Behavioral health’s access problem is a symptom of a quality problem.

“Access is a symptom of quality. We have a provider shortage because payers have kept rates low. And payers have kept rates low because they've had no clear ROI to invest because the standard of care has been opaque in behavioral health. Brightside Health was built to deliver measurably better outcomes at scale.”

For Brightside Health, network effects are not merely about amassing the greatest number of patients and clinicians, but rather quality: the key to the most powerful network effects.

“Network effects are a good business model. Many companies like ours are using them now. They've had good growth and it's working in ways. What's missing is that this model assumes care is a commodity. The incentive is not quality, it’s volume. It's explicitly lacking quality. 

The goal is to get more providers, get more negotiating leverage with payers, get better rates, and then your better rates help you get more providers, and that loop will just keep going. 

But I don't think quantity is enough. You need both scale and quality to differentiate and grow.”

“The most powerful network effect for a company like us is patient flow. You can earn this with a larger number of providers. But you can also earn it with quality, with a value proposition that solves a real healthcare problem and a specific use case.”

Brightside’s clinical data, quality and outcomes propel a flywheel that drives growth.

“We gather extensive data from every patient in a structured way. This allows us to analyze, identify, subtype, and recommend evidence-based treatment pathways to providers at the point of prescribing. This gets the patient on the right medication faster, and leads to better adherence and outcomes. 

For example, we can better predict whether someone's going to respond to their current course of treatment as we have tons of data about past patients and how they responded.

The ability to use this data allows us to improve our quality, boost our value proposition, strengthen our positioning, and increase our negotiating leverage with payers and health systems, which in turn drives more patient volume.

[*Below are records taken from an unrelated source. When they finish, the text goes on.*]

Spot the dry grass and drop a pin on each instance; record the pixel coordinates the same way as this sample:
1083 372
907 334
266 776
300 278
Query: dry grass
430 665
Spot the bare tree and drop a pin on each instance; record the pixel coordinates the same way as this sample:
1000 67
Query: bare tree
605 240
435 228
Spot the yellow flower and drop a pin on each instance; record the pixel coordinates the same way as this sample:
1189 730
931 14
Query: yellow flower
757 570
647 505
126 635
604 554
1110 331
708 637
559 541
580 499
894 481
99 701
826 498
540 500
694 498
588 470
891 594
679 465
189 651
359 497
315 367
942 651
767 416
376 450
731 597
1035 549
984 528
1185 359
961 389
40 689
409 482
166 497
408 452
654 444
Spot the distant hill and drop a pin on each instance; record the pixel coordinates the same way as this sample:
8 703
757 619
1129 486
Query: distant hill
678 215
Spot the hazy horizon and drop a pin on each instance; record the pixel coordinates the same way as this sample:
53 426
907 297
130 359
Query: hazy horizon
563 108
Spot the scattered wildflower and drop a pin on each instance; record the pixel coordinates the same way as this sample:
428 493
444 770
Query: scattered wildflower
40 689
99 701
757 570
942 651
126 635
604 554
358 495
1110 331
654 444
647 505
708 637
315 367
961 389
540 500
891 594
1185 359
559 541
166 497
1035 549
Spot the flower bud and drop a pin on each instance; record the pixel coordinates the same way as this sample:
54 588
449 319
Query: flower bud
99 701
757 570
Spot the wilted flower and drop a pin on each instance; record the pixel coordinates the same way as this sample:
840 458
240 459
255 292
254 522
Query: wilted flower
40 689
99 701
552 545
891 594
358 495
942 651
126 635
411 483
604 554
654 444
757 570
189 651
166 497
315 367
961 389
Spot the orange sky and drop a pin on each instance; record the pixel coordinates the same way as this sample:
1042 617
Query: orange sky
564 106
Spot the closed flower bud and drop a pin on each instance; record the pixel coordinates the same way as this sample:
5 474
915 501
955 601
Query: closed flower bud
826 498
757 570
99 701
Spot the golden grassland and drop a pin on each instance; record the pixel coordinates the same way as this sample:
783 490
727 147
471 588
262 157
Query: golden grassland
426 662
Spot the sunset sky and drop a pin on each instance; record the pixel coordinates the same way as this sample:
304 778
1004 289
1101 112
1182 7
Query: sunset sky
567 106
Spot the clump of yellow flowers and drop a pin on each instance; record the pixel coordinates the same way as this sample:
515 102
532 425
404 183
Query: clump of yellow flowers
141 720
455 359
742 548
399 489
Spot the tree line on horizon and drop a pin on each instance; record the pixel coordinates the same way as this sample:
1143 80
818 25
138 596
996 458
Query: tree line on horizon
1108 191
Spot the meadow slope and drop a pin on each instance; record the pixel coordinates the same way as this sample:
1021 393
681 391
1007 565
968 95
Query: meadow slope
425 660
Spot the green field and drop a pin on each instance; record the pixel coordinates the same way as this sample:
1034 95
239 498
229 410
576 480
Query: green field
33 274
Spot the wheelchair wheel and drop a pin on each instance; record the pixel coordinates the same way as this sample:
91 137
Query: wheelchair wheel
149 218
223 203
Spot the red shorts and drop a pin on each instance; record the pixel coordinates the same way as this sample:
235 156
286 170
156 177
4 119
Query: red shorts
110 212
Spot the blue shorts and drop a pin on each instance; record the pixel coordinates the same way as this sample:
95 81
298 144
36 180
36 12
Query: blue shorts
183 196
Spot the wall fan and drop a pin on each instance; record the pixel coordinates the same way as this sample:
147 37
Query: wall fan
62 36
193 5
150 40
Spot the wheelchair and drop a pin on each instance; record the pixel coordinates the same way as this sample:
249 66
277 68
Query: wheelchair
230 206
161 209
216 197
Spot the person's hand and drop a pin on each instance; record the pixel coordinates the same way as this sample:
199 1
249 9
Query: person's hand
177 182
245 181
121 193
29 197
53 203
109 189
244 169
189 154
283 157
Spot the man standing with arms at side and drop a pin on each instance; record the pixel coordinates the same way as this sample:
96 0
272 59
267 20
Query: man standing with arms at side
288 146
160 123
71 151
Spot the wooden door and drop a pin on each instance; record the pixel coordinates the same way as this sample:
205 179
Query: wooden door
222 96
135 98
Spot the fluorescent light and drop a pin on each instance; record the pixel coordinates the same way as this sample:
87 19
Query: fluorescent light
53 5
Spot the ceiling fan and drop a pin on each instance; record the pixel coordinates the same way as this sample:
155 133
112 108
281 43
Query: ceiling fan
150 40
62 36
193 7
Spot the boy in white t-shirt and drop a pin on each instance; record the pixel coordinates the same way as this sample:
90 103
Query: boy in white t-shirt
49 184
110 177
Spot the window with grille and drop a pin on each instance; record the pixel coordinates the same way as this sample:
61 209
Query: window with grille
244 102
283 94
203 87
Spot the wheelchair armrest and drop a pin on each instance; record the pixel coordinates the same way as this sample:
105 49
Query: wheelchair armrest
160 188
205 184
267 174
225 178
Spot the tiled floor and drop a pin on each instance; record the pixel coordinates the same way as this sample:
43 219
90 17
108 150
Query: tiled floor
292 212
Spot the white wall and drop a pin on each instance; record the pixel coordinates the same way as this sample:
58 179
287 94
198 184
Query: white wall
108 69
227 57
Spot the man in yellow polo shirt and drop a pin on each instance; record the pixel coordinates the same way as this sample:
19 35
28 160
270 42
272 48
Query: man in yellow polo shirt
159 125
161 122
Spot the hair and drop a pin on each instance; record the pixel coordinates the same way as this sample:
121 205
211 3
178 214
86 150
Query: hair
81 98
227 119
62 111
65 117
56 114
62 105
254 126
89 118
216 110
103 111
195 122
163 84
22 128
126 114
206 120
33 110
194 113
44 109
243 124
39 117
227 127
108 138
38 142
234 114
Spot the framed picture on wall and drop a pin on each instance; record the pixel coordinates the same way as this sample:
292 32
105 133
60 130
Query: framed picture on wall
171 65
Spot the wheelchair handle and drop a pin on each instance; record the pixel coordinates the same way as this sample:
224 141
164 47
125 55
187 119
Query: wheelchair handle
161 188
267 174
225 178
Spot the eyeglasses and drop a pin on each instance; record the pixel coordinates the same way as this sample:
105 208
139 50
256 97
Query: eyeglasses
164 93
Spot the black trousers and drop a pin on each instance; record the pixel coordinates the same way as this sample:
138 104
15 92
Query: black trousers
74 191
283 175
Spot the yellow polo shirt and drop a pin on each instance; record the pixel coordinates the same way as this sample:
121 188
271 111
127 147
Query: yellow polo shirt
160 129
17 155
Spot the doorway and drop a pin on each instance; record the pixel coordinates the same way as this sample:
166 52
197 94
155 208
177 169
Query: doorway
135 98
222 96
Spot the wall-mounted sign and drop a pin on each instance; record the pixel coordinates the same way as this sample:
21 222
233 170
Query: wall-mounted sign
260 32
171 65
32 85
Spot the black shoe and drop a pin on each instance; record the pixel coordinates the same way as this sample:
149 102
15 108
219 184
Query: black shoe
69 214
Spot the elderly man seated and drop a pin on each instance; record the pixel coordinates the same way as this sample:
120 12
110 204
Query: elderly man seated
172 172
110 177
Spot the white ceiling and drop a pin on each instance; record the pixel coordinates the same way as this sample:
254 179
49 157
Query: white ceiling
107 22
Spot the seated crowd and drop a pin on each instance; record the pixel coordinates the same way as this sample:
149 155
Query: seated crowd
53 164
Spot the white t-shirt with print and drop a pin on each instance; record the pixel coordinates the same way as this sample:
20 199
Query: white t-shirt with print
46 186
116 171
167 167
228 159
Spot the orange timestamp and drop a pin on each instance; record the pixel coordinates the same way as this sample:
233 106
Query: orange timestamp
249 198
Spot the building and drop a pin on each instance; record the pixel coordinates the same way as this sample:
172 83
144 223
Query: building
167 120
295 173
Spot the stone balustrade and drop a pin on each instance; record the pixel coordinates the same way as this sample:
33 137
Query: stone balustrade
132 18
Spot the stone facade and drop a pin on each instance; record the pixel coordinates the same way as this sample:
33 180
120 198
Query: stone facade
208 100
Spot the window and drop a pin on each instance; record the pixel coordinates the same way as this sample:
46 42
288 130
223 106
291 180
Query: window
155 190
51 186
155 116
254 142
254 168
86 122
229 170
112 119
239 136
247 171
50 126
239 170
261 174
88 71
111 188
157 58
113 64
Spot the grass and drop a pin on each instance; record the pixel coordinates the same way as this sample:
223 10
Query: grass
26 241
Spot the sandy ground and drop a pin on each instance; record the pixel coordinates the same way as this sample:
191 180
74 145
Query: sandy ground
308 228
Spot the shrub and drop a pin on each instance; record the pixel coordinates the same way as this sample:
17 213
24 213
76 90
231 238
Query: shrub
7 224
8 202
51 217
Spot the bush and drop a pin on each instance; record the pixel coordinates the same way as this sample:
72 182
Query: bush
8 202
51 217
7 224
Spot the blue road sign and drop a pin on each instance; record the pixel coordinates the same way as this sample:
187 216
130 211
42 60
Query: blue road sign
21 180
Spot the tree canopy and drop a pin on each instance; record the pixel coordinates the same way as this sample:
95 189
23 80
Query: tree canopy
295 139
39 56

This flywheel helps us grow the network and our impact by enabling us to continually provide higher and higher quality care.” 

Winner-take-all dynamics don’t play out in healthcare delivery the way they do in other industries. And this is a good thing.

“When I think of network effects in healthcare, like Surescripts for example, my mental model is more like Visa and MasterCard. 

These models generally lead to winner-take-all situations, where everybody has to work on a single, common platform for the exchange to work. I don't think healthcare delivery necessarily follows the same model.

I think we have a diversity of providers serving different patient populations and sub segments of the market. This will allow for greater specialization, meeting a broader range of needs, and ultimately providing higher quality care. 

For me, the challenge with the traditional view of network effects is that it’s largely focused on aggregating capacity, adding as many users to the network as possible, and without much focus on quality. Quality is what will bolster the value proposition and lead to true benefits for patients.”